GLOBAL WEATHER HIGHLIGHTS

OCTOBER 2024

EUROPE

Home to more than 120 shops, a cinema and 34 restaurants, the Bonaire shopping Centre had long been known as one of the largest in the Valencia region. After flood waters coursed through the municipality of Aldaia last week, it began making headlines for another reason: disinformation over the fate of its vast underground car park.  Online personalities, including one with more than 10 million followers, along with a prominent TV host and a far-right activist, seized on the fact that rescuers had been unable to enter the car park, falsely claiming that it contained hundreds – if not thousands – of bodies.  This week, as the flood waters receded, they were roundly discredited by Spanish police and the army, who said the car park had been searched and no bodies had been found.  It was a glimpse of the speculation, false claims and hoaxes that have surged after the deadly storm, straining a country already wrestling with the deaths of more than 200 people. “The disinformation started on Tuesday night,” said Ximena Villagrán of Maldita.es, a nonprofit foundation dedicated to factchecking. “And from that moment onwards, there was a significant explosion.”

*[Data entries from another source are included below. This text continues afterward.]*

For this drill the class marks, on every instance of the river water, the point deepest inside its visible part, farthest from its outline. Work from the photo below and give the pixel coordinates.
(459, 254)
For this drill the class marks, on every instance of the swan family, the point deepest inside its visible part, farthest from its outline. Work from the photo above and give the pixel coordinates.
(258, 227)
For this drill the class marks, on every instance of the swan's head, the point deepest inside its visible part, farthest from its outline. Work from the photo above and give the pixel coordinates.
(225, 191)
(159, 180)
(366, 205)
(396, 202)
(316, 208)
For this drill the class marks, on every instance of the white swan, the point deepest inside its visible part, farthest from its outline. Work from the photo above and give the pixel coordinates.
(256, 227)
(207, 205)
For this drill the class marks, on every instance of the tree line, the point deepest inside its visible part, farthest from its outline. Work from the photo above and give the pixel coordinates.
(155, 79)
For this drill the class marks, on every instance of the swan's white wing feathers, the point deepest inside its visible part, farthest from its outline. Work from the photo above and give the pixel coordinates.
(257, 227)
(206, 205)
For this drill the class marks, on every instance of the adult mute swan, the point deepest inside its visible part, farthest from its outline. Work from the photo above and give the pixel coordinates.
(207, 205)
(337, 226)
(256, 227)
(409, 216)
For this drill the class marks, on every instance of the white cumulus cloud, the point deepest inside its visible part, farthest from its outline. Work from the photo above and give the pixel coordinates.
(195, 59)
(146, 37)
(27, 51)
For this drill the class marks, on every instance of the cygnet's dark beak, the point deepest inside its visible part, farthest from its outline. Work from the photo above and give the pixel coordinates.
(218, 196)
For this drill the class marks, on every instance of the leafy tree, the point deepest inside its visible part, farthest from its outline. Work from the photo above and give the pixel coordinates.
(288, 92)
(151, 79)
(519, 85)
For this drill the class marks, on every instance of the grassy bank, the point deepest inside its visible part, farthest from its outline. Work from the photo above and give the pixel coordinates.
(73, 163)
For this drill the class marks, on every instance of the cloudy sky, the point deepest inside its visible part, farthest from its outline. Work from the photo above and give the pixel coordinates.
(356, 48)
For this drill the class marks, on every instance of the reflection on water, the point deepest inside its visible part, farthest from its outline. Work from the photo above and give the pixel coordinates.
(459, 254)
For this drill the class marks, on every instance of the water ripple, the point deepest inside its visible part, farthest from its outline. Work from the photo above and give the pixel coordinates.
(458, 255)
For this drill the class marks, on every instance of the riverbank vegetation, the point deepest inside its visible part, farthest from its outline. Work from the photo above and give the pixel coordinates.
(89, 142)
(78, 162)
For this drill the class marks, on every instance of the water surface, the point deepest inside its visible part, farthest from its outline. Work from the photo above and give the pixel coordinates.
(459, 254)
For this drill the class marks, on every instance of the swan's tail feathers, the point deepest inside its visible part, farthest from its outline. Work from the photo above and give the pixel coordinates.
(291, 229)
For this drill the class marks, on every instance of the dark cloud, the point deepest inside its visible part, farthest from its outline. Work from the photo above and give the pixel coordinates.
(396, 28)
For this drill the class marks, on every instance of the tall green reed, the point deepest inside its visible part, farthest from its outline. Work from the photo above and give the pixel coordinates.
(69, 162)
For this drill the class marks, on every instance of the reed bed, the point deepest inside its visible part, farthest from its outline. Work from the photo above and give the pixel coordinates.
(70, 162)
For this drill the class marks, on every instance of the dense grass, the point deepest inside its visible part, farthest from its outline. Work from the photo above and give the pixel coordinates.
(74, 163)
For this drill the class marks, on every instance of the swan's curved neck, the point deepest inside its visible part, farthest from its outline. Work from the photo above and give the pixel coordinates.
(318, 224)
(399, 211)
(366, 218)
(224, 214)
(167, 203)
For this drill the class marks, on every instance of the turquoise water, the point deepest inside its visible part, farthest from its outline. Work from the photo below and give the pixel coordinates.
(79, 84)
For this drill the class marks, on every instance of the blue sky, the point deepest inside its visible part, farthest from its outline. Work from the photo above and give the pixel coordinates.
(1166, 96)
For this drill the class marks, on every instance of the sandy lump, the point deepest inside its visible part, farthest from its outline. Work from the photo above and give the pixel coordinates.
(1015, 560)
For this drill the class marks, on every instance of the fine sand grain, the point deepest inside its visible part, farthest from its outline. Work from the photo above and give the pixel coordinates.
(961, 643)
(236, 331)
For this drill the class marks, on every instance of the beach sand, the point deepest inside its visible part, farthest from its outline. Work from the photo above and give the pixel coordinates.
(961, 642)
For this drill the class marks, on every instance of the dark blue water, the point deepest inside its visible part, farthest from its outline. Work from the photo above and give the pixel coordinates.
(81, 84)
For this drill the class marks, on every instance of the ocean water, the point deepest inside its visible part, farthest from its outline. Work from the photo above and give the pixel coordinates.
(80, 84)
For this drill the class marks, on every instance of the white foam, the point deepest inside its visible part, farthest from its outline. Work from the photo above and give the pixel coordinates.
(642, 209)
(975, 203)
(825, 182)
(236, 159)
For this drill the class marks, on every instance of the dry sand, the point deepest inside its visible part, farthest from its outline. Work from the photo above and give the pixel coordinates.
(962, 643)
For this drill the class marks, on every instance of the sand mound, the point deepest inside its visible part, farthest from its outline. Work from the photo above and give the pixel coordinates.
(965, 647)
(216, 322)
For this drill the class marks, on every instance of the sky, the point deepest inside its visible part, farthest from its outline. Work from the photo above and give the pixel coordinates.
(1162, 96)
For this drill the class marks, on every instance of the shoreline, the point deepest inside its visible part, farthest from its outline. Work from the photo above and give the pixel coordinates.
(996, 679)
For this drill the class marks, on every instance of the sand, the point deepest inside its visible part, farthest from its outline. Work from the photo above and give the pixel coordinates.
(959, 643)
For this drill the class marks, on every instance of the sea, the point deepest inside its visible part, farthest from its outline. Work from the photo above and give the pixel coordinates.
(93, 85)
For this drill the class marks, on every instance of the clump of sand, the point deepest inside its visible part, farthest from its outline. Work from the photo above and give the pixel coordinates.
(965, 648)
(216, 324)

Rescue teams are searching for survivors after flash floods and landslides hit parts of Bosnia, killing at least 16 people and injuring dozens more.  Construction machines worked to remove piles of rocks and debris covering the central town of Jablanica after the rainstorm early on Friday.  Huge volumes of rain fell in the area around Jablanica and nearby Konjic, causing sudden flooding that inundated people’s homes as they were sleeping.

UNITED STATES

By now, the canvassers at Make the Road Nevada know how to prepare themselves for the record-breaking heat.  Members of the progressive group – which focuses on mobilising Black and Latino voters – layer on white, UPF-protective shirts, and sweat-wicking performance wear. They fill their 50-quart coolers with ice-cold water. And they pack lots and lots of chips – barbecue Lays, and Cheetos and Doritos – for the road. The salt helps stave off dehydration.  “Hey, at least it hasn’t broken 100[F] yet,” said Marco Rangel, an electoral campaign manager for the group, as the canvassers made their way outside, into the boiling autumn sun. By 10am, the temperature had already ticked past 90F, but a mid-October heatwave was expected to bring highs of 105F. “Be careful out there,” Rangel warned.  Residents of this desert city are used to searing summers, but this year Las Vegas endured a string of record-breaking heatwaves. This June was Las Vegas’s hottest ever, and in July the city endured a record seven days when temperatures registered at 115F or higher. It also marked an all-time temperature record of 120F.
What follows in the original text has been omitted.